Which will yield a `((i, j), value)`

tuples, which are easy to serialize and deserialize. Not sure how it compares performance-wise with the code below for `csr_matrix`

, but it’s definitely simpler. I’m leaving the original answer below as I hope it’s informative.

Adding my two cents: for me, `npz`

is not portable as I can’t use it to export my matrix easily to non-Python clients (e.g. PostgreSQL — glad to be corrected). So I would have liked to get CSV output for the sparse matrix (much like you would get it you `print()`

the sparse matrix). How to achieve this depends on the representation of the sparse matrix. For a CSR matrix, the following code spits out CSV output.
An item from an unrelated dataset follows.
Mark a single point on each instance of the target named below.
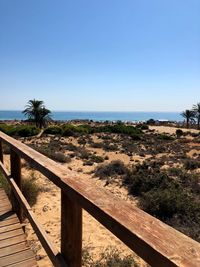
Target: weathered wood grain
(71, 231)
(54, 255)
(15, 166)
You can adapt for other representations.

```
import numpy as np
def csr_matrix_tuples(m):
# not using unique will lag on empty elements
uindptr, uindptr_i = np.unique(m.indptr, return_index=True)
for i, (start_index, end_index) in zip(uindptr_i, zip(uindptr[:-1], uindptr[1:])):
for j, data in zip(m.indices[start_index:end_index], m.data[start_index:end_index]):
yield (i, j, data)
for i, j, data in csr_matrix_tuples(my_csr_matrix):
print(i, j, data, sep=',')
```

It’s about 2 times slower than `save_npz`

in the current implementation, from what I’ve tested.

This works for me:

```
import numpy as np
import scipy.sparse as sp
x = sp.csr_matrix([1,2,3])
y = sp.csr_matrix([2,3,4])
np.savez(file, x=x, y=y)
npz = np.load(file)
>>> npz['x'].tolist()
<1x3 sparse matrix of type '<class 'numpy.int64'>'
with 3 stored elements in Compressed Sparse Row format>
>>> npz['x'].tolist().toarray()
array([[1, 2, 3]], dtype=int64)
```

The trick was to call `.tolist()`

to convert the shape 0 object array to the original object.